Includes line-level data, branch data, per-test detail, and aggregate summary.

## Troubleshooting

<AccordionGroup>
  <Accordion title="Coverage shows 0% / no files">
    1. Check that `TUSK_COVERAGE` reaches the service. For Docker, ensure it's in `docker-compose.tusk-override.yml`.
    2. For Node.js Docker, ensure `NODE_V8_COVERAGE` is set to a writable container path (e.g., `/tmp/tusk-v8-coverage`).
    3. For Python, ensure `coverage` is installed (`pip install coverage`).
    4. Run with `--show-coverage --print` locally to verify coverage works before CI.
  </Accordion>

  <Accordion title="Coverage is higher than expected from a single test">
    The aggregate includes startup coverage (module loading, decorator execution, DI registration) which runs before any test request. This matches how standard coverage tools like Istanbul and NYC work.
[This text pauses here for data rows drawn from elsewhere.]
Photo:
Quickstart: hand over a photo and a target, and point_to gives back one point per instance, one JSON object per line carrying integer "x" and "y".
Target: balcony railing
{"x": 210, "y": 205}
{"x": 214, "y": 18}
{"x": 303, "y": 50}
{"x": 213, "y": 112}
The **per-test** breakdown shows only lines exercised by each individual test request, excluding startup.
  </Accordion>

  <Accordion title="Many files show 100% coverage">
    Type definitions, barrel exports (`index.ts`), and config files are fully executed during module loading since their code is entirely top-level.
  </Accordion>

  <Accordion title="Docker paths are container-absolute">
    Add `strip_path_prefix` to your coverage config. Set it to the container mount point from your `docker-compose.yaml` volumes (e.g., `- .:/app` then use `strip_path_prefix: "/app"`).
  </Accordion>

  <Accordion title="TypeScript coverage shows .js paths instead of .ts">
    This applies when compiling TypeScript to JavaScript (via `tsc`, `swc`, or `esbuild`). Ensure `sourceMap: true` is set in your `tsconfig.json` and source map files (`.js.map`) are present alongside compiled output. If using `tsc`, run a clean build: `rm -rf dist && tsc`. If using `--experimental-strip-types`, this doesn't apply — paths are already `.ts`.
  </Accordion>

  <Accordion title="How is the coverage denominator calculated?">
    Before any tests run, the CLI takes a "baseline" snapshot that captures every line the runtime considers executable. For Node.js, this is every line V8 compiled (functions, statements, branches). For Python, this is every line coverage.py's compiler identifies as executable. Comments, blank lines, and structural syntax (closing braces, etc.) are not counted. The denominator starts with files loaded at startup, and expands to include any additional files loaded during test execution (e.g., lazily-imported modules).
  </Accordion>

  <Accordion title="Does --concurrency work with coverage?">
    No. Coverage forces concurrency to 1, overriding any `--concurrency` flag or `test_execution.concurrency` config. Per-test coverage relies on counter resets between tests. Running tests concurrently would mix coverage data between tests, making per-test attribution impossible.
  </Accordion>

  <Accordion title="Understanding coverage numbers">
    Drift coverage measures which lines of your service code are exercised by API trace tests. A few things to keep in mind when interpreting the numbers:

    Tusk selects traces that are representative of how your API is actually used, rather than optimizing for maximum code coverage. This means coverage maps directly to the code paths your users depend on — which is often more useful than a high percentage from synthetic tests.

    Coverage tracks code exercised through API requests. Background jobs, cron tasks, CLI commands, and other non-API code paths won't appear in the results. This is by design — Drift tests verify API behavior.

    Branch coverage depends on input variety. A handler with an `if/elif` chain will only show coverage for the branch arms that the recorded traffic actually triggered. As more diverse traffic is recorded and added to the test suite, branch coverage naturally increases.

    Coverage numbers will grow over time as more traces are added to the suite and as traffic covers more code paths.